If you were alone in a room with no one watching, what would you gravitate toward?

That’s where self-acceptance starts.

Why We Judge Others When We Can’t Accept Ourselves

When we can’t accept ourselves, judgment becomes a kind of armor for us. We start to judge others before they can judge us.

We tell ourselves if we can act normal, we can cast out people who are “more weird than us.” This gives us a very brief sensation of superiority.

But we don’t like that we judge do we? It feels icky and gross. So let’s stop doing it. If you can stop judging others, you’ll stop judging yourself so harshly.

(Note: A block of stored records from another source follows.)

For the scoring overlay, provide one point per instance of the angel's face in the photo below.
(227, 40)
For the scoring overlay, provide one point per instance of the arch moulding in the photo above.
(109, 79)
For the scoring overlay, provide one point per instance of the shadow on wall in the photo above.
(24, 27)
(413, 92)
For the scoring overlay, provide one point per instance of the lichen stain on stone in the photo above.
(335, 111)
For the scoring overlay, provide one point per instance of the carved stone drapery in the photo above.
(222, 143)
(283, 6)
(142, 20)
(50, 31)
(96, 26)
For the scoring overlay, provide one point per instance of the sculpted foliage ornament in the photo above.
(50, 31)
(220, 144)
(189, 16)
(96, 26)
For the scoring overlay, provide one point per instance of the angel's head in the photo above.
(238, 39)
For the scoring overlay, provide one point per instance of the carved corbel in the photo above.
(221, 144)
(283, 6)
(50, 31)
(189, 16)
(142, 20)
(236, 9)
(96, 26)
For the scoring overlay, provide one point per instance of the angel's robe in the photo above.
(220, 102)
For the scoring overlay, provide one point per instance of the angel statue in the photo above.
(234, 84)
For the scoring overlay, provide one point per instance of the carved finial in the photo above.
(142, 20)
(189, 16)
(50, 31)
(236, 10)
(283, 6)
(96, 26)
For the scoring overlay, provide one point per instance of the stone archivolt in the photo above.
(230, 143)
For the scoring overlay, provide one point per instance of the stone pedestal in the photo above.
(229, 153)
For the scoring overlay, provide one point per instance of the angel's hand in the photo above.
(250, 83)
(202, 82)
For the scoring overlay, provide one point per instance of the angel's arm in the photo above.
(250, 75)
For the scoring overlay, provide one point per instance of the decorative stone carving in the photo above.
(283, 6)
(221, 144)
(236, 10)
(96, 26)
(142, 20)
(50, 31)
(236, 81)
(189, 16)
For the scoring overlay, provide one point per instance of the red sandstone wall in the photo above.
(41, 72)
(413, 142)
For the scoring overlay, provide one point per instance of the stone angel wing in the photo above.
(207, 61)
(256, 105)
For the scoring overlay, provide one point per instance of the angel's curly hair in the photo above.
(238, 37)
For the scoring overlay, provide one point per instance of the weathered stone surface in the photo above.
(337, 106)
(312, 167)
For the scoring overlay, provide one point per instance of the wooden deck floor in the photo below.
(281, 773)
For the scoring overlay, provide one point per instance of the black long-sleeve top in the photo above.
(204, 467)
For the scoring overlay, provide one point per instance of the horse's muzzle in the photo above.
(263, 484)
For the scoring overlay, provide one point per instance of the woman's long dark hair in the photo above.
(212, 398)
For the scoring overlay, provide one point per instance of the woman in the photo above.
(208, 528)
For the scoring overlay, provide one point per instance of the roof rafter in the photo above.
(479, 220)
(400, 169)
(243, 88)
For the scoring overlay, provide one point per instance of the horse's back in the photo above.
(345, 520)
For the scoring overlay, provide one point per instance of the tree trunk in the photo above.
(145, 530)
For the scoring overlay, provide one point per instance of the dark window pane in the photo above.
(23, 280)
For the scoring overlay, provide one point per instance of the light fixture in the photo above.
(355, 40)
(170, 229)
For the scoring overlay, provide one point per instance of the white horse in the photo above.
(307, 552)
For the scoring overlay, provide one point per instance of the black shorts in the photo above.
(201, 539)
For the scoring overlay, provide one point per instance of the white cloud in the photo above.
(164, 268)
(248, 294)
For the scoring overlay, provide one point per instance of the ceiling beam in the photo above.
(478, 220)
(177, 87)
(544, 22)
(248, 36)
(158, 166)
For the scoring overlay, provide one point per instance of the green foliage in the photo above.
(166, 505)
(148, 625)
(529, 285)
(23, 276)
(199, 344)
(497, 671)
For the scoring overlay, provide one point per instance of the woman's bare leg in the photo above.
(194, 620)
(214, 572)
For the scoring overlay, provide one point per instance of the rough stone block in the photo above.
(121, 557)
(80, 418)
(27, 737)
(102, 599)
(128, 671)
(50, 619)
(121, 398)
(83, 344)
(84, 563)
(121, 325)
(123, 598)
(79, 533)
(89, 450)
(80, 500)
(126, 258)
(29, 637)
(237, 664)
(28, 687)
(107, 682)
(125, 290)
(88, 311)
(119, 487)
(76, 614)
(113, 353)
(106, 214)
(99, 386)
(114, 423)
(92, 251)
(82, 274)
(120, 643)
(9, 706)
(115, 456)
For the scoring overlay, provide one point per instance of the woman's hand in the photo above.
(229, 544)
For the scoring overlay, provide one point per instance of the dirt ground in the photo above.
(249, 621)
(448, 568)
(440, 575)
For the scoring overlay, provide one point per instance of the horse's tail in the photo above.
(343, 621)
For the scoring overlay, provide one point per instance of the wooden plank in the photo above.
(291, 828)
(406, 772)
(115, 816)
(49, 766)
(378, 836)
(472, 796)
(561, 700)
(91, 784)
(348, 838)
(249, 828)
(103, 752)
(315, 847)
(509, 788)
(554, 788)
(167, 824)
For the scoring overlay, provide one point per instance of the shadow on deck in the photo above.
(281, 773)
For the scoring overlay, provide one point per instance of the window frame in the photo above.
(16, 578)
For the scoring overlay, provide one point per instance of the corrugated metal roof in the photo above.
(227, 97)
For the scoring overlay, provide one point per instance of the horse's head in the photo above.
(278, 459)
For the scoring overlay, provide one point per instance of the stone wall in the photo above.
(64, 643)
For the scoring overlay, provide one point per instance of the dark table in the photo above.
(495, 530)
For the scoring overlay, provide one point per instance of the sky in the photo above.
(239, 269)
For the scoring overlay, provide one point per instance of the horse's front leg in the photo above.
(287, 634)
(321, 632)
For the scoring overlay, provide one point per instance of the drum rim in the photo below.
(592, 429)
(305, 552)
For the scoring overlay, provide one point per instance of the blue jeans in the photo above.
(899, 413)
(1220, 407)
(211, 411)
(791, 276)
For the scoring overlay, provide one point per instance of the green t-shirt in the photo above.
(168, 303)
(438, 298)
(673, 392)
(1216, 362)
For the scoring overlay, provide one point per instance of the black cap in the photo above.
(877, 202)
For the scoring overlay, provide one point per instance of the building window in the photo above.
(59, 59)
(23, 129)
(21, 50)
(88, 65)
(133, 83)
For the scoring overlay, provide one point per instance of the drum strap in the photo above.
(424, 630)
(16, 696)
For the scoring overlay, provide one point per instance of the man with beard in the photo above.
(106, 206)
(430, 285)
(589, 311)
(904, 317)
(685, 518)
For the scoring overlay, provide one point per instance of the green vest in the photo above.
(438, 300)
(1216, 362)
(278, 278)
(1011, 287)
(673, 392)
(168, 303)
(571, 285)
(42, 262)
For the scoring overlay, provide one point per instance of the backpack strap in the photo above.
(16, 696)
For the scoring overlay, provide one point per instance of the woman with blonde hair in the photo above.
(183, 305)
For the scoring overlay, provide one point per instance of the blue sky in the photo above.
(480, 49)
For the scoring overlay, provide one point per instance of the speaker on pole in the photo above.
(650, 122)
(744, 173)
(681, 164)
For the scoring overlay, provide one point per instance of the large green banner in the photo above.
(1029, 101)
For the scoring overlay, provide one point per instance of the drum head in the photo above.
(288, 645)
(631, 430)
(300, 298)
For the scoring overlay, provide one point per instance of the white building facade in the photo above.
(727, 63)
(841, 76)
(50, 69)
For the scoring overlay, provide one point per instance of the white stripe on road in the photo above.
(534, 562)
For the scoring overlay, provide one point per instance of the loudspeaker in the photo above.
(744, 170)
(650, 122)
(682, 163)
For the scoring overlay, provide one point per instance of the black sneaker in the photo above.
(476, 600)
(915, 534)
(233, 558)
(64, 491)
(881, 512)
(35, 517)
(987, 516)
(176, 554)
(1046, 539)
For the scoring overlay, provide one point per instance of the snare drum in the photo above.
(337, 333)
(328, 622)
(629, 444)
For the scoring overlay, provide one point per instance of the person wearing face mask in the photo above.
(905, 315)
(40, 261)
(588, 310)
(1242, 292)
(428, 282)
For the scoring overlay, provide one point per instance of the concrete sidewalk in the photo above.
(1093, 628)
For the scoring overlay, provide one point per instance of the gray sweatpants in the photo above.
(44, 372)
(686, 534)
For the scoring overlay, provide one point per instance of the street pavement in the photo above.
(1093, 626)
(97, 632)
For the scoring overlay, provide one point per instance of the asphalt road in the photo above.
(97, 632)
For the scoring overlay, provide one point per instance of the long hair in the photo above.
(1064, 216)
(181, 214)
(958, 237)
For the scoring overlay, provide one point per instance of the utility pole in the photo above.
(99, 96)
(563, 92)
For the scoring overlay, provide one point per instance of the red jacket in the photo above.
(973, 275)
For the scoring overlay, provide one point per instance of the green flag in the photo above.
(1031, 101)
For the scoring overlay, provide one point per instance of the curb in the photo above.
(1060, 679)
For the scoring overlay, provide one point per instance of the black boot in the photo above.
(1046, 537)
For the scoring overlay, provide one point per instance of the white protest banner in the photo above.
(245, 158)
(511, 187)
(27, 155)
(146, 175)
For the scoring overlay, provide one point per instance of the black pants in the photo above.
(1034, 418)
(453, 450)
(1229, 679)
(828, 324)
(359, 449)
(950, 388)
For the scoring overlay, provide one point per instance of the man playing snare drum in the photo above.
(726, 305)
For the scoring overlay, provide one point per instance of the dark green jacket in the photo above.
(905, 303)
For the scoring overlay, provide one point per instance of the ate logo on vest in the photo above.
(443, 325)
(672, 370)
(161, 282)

Three Stages of Self-Acceptance

This isn’t research-based just a pattern I see with clients.

1. The Chameleon

Someone who constantly adapts to fit in. They seek approval of others above all else.

2. The Contrarian

Someone who defines themselves by being the opposite. This is a step forward, you’re willing to be judged, but it’s still reactive. You’re still defining yourself through others. Think if the person who puffs their chest and says “yea I like that band before they were popular.” They want people to know they are different, which is admirable, but it isn’t genuine. They are doing this for a reaction or for attention.

3. The Honest Self

Someone who asks, quietly and sincerely:
What do I actually like? What do I actually feel?

There’s no approval seeking or performative behavior here.

Part 2: Forgiving Yourself for What Is in Your Control

Now let’s talk about the harder part.

What if the reason you don’t like yourself is your behavior?
What if you’ve hurt people?
What if you’ve made decisions you regret?

First, the very fact that you are asking this question is meaningful. It means you have self-awareness, which is more than most.

Ask yourself honestly:

When did I make my worst decisions?

For most people, the answer is the same:

  • When they were overwhelmed

  • When they were grieving

  • When they were anxious or depressed

  • When they were in survival mode

People don’t usually make terrible decisions when they’re grounded and thriving. They make them when they’re in a dark place.

That doesn’t remove responsibility, but it opens a door for compassion.

Survival Mode Changes Behavior

When life becomes traumatic or overwhelming, your nervous system shifts into survival. Decisions made from survival are not the same as decisions made from safety.

If you put any human being into a situation where they feel trapped, threatened, or emotionally flooded, they will make imperfect, sometimes harmful, choices. This is just basic human behavior.

Learning from those moments is important. Punishing yourself forever for them is not.

Start treating yourself like someone who is worth something. Someone worth loving. If that seems impossible, as yourself “how would I speak to my best friend if they were going through this?” I doubt you would be harsh and punishing. You would hold them accountable, sure. But you would do it in a supportive and empathetic way.

Why Self-Punishment Backfires

We often believe that punishing ourselves will make us better people.

But constant self-punishment doesn’t improve behavior; it increases shame, resentment, and emotional reactivity. And that actually makes it more likely that we’ll hurt others again.

If you want to show up as your best self, forgiveness isn’t optional. It’s necessary, not just for you, but for the people in your life.

Unresolved anger toward yourself leaks outward toward the ones you love the most. It is your moral responsibility to forgive yourself.

The Role of Guilt and Shame

Guilt and shame are painful. But that pain is their to guide us, not punish us.

Think of them as information. They exist to help you self-correct. To learn. To grow.

But once the lesson is learned, the emotion has done its job.

If you let yourself feel guilt fully, without endlessly replaying it, it will pass. What keeps people stuck isn’t the emotion itself, but the mental recycling: replaying, analyzing, punishing.

Feel it. Learn from it. Make amends where possible and then move forward.

Final Takeaways

  • Practice being with yourself without judgment

  • Reconnect with interests you lost or suppressed

  • Let yourself enjoy what you enjoy, even if no one else gets it

  • Offer yourself forgiveness for decisions made during suffering

  • Treat yourself the way you would treat someone you love

That’s what self-acceptance actually looks like.